Morales , Luís de
(d.
c.
1586).
Spanish painter. He worked for most of his life in Badajoz, a town on the Portuguese border, and his style—formed away from the influence of the court or great religious and artistic centres such as Seville—is highly distinctive. His pictures are usually fairly small and he concentrated on devotional images such as the
Mater Dolorosa or Ecce Homo
painted with intense spirituality. The piety of his work has earned him the nickname ‘El Divino’. His style owes something to Netherlandish art, but his misty modelling seems to derive more from
Leonardo da Vinci
.
Morandi , Giorgio
(1890–1964).
Italian painter and etcher. He was born in Bologna and lived there all his life. Apart from a brief association with
Futurism
, and his adhesion to
de Chirico's
idea of
Metaphysical painting
for a few years from 1918, he stood aloof from the intellectual turmoil and aesthetic experiments of the 20th cent. After early landscapes he painted almost exclusively still lifes, eschewing literary and symbolic content, and using subtle combinations of colour within a narrow range of tones. His style has something in common with
Purism
, but is more subtle and intimate, breathing an air of serenity and cultivated sensibility; the greatest influence on his work was
Cézanne
, whom he revered. After the Second World War Morandi won an international reputation, and his work won great respect among younger Italian artists for its pure devotion to aesthetic values and its poetic quality.
Moreau , Gustave
(1826–98).
French painter, one of the leading
Symbolist
artists. He was a pupil of
Chassériau
and was influenced by his master's exotic
Romanticism
, but Moreau went far beyond him in his feeling for the bizarre and developed a style that is highly distinctive in subject and technique.
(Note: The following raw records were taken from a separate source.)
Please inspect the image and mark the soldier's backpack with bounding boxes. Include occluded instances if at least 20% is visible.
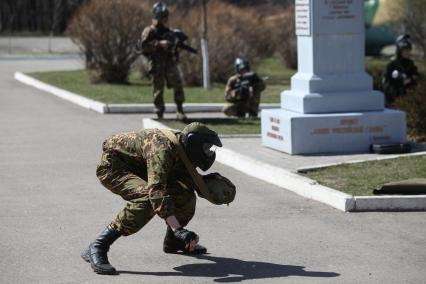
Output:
[160,129,236,205]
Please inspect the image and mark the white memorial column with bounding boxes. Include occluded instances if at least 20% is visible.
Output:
[261,0,406,154]
[281,0,384,113]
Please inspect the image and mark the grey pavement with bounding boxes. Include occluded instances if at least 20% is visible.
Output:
[0,36,79,55]
[0,60,426,283]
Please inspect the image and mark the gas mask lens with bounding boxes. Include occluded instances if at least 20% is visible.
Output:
[203,143,217,157]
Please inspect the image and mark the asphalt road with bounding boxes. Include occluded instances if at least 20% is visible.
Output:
[0,60,426,283]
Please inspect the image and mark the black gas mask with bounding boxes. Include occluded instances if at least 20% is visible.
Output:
[182,123,222,171]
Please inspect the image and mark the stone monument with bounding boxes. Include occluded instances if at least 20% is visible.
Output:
[261,0,406,154]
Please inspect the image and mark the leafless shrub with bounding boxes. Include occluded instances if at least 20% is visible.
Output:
[171,0,274,85]
[68,0,151,83]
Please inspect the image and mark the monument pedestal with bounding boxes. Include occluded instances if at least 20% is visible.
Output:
[261,109,406,155]
[261,0,406,154]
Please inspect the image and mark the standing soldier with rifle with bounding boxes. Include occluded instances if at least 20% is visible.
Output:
[383,34,420,106]
[223,58,265,118]
[140,1,197,120]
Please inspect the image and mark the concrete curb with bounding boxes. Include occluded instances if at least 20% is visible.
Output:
[296,151,426,173]
[15,72,280,114]
[142,118,426,212]
[15,72,106,113]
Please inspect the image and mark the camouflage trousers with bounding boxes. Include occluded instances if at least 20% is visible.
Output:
[96,150,196,236]
[150,60,185,113]
[223,92,260,117]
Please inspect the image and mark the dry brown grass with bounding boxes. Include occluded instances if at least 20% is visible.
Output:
[67,0,151,83]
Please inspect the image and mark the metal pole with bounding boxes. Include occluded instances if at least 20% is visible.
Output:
[201,0,211,89]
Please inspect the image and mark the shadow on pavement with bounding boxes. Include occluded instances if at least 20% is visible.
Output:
[119,255,340,283]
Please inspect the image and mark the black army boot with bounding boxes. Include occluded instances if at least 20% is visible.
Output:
[176,103,188,121]
[81,225,121,274]
[163,226,207,254]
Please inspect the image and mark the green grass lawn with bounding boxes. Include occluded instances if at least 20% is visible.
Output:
[160,118,260,135]
[304,156,426,196]
[30,57,408,104]
[29,59,295,104]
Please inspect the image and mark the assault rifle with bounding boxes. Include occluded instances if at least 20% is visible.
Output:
[136,29,197,61]
[225,72,269,102]
[164,29,197,61]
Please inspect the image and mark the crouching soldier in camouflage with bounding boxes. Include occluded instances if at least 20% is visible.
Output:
[223,58,265,118]
[81,122,235,274]
[141,2,186,120]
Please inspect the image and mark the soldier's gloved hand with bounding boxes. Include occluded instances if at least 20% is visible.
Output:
[158,40,171,49]
[174,228,199,251]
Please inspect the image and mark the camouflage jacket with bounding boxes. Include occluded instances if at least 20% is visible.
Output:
[142,21,173,62]
[225,73,266,102]
[104,129,196,218]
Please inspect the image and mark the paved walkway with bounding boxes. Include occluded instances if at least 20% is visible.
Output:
[0,57,426,283]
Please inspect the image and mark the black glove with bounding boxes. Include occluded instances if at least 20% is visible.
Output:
[174,228,198,245]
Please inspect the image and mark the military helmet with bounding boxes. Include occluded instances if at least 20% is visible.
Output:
[181,122,222,171]
[152,1,169,20]
[234,57,250,73]
[203,173,236,205]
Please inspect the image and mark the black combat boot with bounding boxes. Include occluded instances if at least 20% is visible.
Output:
[163,226,207,254]
[176,103,188,121]
[81,225,121,274]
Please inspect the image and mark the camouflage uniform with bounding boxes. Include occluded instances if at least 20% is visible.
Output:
[142,23,185,114]
[223,74,266,117]
[96,129,196,236]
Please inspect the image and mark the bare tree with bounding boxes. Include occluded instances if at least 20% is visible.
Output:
[390,0,426,61]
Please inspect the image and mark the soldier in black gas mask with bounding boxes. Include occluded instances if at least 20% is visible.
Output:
[383,34,420,106]
[223,57,265,118]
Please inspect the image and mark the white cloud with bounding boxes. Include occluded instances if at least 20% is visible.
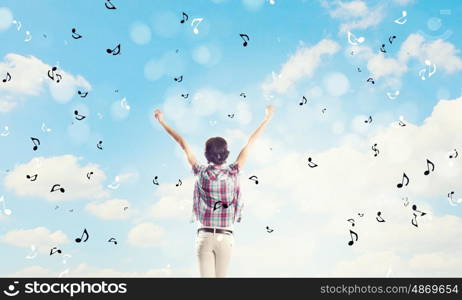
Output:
[85,199,132,220]
[4,155,108,201]
[0,53,91,112]
[262,39,340,93]
[0,227,68,254]
[128,222,165,248]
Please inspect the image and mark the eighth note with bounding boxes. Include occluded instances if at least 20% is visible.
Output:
[75,228,90,243]
[396,173,409,189]
[424,159,435,176]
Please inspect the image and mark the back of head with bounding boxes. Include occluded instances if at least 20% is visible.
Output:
[205,137,229,165]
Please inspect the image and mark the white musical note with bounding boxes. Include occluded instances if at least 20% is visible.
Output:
[393,10,407,25]
[191,18,204,34]
[348,31,365,45]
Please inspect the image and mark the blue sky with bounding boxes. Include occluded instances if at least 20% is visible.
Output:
[0,0,462,276]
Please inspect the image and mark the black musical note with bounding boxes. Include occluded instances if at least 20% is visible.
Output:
[26,174,38,181]
[424,159,435,176]
[380,44,387,53]
[152,176,159,185]
[50,247,61,255]
[30,137,40,151]
[375,211,385,223]
[72,28,82,40]
[213,201,229,211]
[106,44,120,55]
[348,229,358,246]
[104,0,117,9]
[249,175,258,184]
[396,173,409,189]
[180,12,189,24]
[308,157,318,168]
[50,184,65,193]
[239,33,250,47]
[372,144,380,157]
[2,72,11,82]
[74,110,86,121]
[75,228,90,243]
[388,35,396,44]
[77,91,88,98]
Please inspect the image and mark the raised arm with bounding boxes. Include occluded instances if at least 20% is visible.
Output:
[154,109,197,166]
[236,105,274,169]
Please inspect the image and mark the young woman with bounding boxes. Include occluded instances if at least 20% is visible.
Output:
[154,105,274,277]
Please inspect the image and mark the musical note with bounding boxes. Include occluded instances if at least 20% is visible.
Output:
[152,176,159,185]
[0,196,12,216]
[26,174,38,181]
[30,137,40,151]
[24,30,32,42]
[239,33,250,47]
[308,157,318,168]
[393,10,407,25]
[180,12,189,24]
[249,175,258,184]
[50,247,61,255]
[0,126,10,136]
[75,228,90,243]
[348,229,358,246]
[74,110,86,121]
[387,90,399,100]
[424,159,435,176]
[106,44,120,55]
[388,35,396,44]
[2,72,11,82]
[191,18,204,34]
[71,28,82,40]
[347,31,365,46]
[41,122,51,132]
[77,91,88,98]
[104,0,117,9]
[26,245,38,259]
[372,144,380,157]
[213,201,229,211]
[380,44,387,53]
[375,211,385,223]
[396,173,409,189]
[50,184,65,193]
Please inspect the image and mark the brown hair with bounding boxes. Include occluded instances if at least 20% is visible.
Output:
[205,137,229,165]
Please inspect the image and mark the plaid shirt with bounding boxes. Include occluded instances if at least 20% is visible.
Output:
[192,163,243,227]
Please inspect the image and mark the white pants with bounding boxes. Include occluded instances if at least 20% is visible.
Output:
[196,231,234,277]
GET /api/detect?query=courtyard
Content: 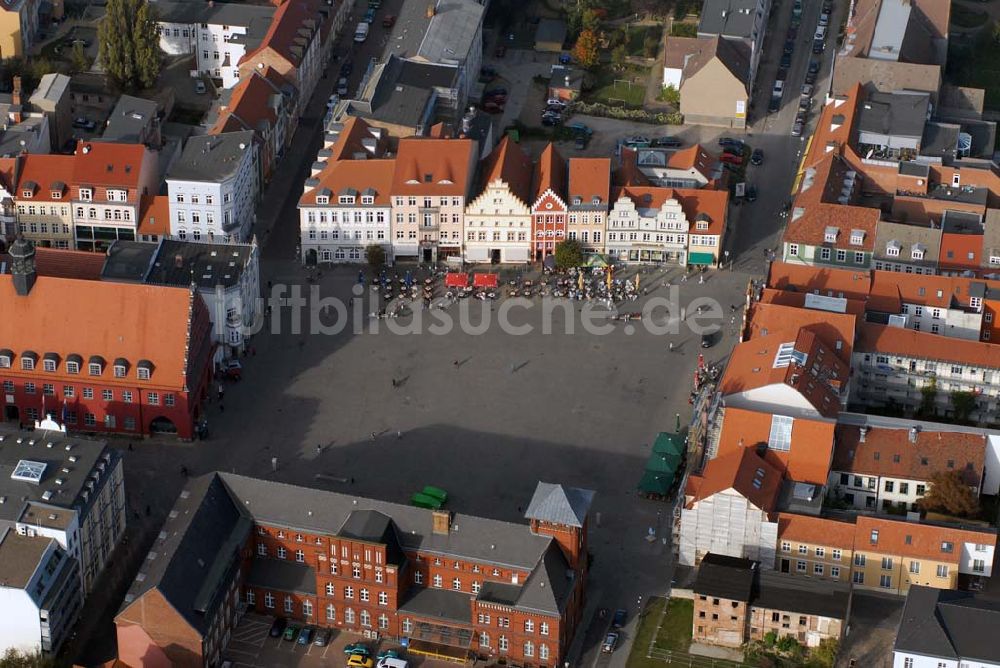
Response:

His preference was for mystically intense images evoking long-dead civilizations and mythologies, treated with an extraordinary sensuousness, his paint encrusted and jewel-like. Although he had some success at the
Salon
, he had no need to court this as he had private means, and much of his life was spent in seclusion. In 1892 he became a professor at the École des
Beaux-Arts
and proved an inspired teacher, bringing out his pupils' individual talents rather than trying to impose ideas on them. His pupils included
Marquet
and
Matisse
, but his favourite was
Rouault
, who became the first curator of the Moreau Museum in Paris (the artist's house), which Moreau left to the nation on his death. The bulk of his work is preserved there.
Moreelse , Paulus
(1571–1638).
Dutch painter and architect, active in Utrecht, where he helped found the St Lucas guild in 1611. He is best known for his portraits, which are similar to those made by his teacher
Mierevelt
, but less severe. His portraits of shepherds and blonde shepherdesses with a deep
décolletage
were popular during his lifetime. He designed the Catherine Gate (destroyed) and possibly the façade of the Meat Market in Utrecht.
Morelli , Giovanni
(1816–91).
Italian critic. He trained as a physician, but from 1873 he began to write on Italian art. As a student at Munich he had acquired such a command of German that he preferred to write in that language, and at first he published his work as supposed translations from the Russian of Ivan Lermolieff (an anagram of his surname with a Russian termination). Morelli concentrated mainly on the problems of attribution and claimed to have reduced this to scientific principles. He maintained that an artist's method of dealing with subordinate details, such as the treatment of fingernails or ears (here his anatomical training was useful), is tantamount to a signature and that by systematic study of such details attribution can be put beyond doubt. This method, still sometimes referred to as ‘Morellian criticism’, was influential on connoisseurs such as
Berenson
, but it has proved much less productive of scientific certainly than Morelli hoped; it is now felt that we recognize the work of individual artists more by general effect than by details, and that the details rather than the general effect are what an imitator will be able to reproduce most convincingly. Morelli himself made some brilliant attributions, but also some noteworthy blunders. He was a patriot and a politician as well as a writer (he declined the directorship of the
Uffizi
because he did not want to be distracted from his political duties), and he secured the passing of an act forbidding the sale of works of art from religious or public institutions. His own collection of pictures was left to the Pinacoteca of his adopted city of Bergamo.